Hypothesis of the Day – Regulation of economy favors big business
From Gongol…
Regulation of an economy favors big businesses over small ones, because big businesses have the resources to influence lawmakers and regulators (through lobbying and other efforts) as well as the wherewithal to manage complex regulations with attorneys and accountants; whereas small businesses would tend to suffer more from regulations since they lack the same resources.
Via Newmark’s Door














I totally agree. I deal with this every day. But the flipside, of course, is allowing free and fair competition. Regulation is also supposed to protect competition and prevent monopolies. This isn’t quite a rhetorical question, but: How much regulation is enough and how much is too much?
Comment by Väinämöinen — Tue, Jan 10th, 2006 @ 3:59 pm
Yes and no. It obviously depends on the regulation. The less regulation there is the more bullying there can be as well. Remember, regulation can also protect small businesses. Without it, big companies with clever accountants to do just about anything as you saw with Enron, Worldcom, Parmalat and so on.
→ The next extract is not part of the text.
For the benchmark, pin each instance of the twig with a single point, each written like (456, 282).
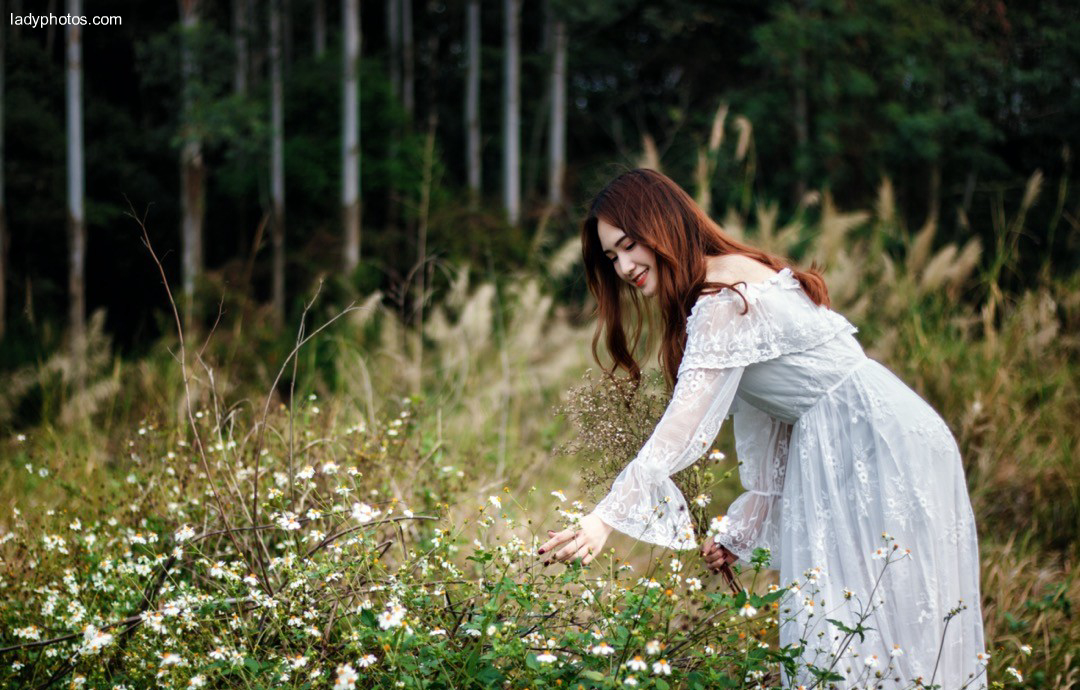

In Finland for example, there are a bunch of benefits small businesses have over bigger ones and if you mean one person businesses things are much better still. There are all kinds of incentives and tax benefits you can get until you’re doing well.
Of course if what you want is streamlined, dynamic businesses there’s an issue. There are huge cost benefits to be had from being big – see Walmart. Small companies are usually less efficient so it’s not actually desirable to have them in an economy. One they have some success and grow they are usually snapped up anyway.
Comment by jdsm — Tue, Jan 10th, 2006 @ 6:12 pm
It’s not just that big companies have cost benefits, smaller ones have them too. Management overhead, etc. There’s an optimum size for a company in a given business.